If you are using (two) DHCP servers in "proxy" mode as suggested in the official tutorial, it indeed is extremely unreliable. I think the firmware just does not accept the PXE-containing response if it arrives second or something.
Neat! I built something like this long ago (https://clustercompute.com/) to digitize a very large number of CDs for a Dutch broadcasting corporation. If I were to tackle that project today this is probably how I would do it.
Wouldn't doing something like this with FPGAs be ultimately cheaper and more efficient. Sure, it will have a big overhead to learn, build and set up your FPGAs specifically for your problem, but that seems like a constant time overhead?
Given what the article says about k8s not working so well in the RPi's 1GB of RAM, is there another cheap ARM SOC that has more RAM available that could work similarly?
RK3328: Pine64's ROCK64 comes in 2GB and 4GB of RAM
(also the RK3399 based ROCKPro64 is even more awesome, bigger form factor, but two A72 cores for actually good performance! Oh and some other manufacturers even made RK3399 based RPi-sized boards!)
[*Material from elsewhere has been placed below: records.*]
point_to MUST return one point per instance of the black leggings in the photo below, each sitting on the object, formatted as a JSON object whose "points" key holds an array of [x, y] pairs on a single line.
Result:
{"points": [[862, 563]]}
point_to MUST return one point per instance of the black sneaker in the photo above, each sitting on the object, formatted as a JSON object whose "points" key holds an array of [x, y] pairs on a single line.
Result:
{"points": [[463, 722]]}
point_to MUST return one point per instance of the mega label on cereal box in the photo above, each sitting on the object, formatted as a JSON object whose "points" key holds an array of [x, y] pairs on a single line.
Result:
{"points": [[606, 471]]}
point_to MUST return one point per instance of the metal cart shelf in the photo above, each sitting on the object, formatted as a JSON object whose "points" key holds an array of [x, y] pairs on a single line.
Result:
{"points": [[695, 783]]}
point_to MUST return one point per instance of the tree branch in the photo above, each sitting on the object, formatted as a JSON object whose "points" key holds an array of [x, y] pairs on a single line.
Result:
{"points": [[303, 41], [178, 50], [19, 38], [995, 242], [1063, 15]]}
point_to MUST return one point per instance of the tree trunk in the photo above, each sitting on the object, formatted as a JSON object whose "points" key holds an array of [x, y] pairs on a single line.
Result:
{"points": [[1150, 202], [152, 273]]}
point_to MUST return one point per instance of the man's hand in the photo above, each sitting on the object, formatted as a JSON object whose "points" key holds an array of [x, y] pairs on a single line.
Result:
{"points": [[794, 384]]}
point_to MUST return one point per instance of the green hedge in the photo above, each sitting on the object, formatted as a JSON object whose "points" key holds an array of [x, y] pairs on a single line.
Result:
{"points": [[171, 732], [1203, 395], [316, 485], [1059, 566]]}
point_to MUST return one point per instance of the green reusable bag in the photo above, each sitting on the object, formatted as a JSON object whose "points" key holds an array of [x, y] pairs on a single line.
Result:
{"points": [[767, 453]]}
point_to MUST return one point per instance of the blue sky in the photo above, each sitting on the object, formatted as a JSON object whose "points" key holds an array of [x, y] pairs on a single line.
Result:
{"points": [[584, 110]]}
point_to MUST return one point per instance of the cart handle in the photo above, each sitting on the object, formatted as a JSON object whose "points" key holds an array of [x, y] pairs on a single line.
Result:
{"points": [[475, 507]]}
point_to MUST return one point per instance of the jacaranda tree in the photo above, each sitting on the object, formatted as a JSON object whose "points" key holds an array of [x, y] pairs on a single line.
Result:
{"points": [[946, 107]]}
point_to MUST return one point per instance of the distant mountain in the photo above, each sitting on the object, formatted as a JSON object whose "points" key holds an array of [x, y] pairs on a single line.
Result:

I'm really grateful to Alex Ellis for his gist[0] to install kubernetes on RPis. I built my own 4 nodes cluster following this gist. It's been great to get my hands dirty with kubernetes
That being said, I had to buy an Asus Tinkerboard with 2GB RAM to serve as the cluster master because 1GB RAM was a bit short. My master node went below 100MB of free RAM and pod evictions (of kube-system pods) started to happen. If I were to do it again, I think I would use only Tinkerboards just for the convenience of having the same OS/hardware on each node.
That means you'll want to choose a platform that's very well supported by its parent company if you don't want to get stuck on an obsolete kernel in a year.
Hardkernel, who design and produce popular ARM SoCs, chose to produce x86 based platforms in the future for this reason.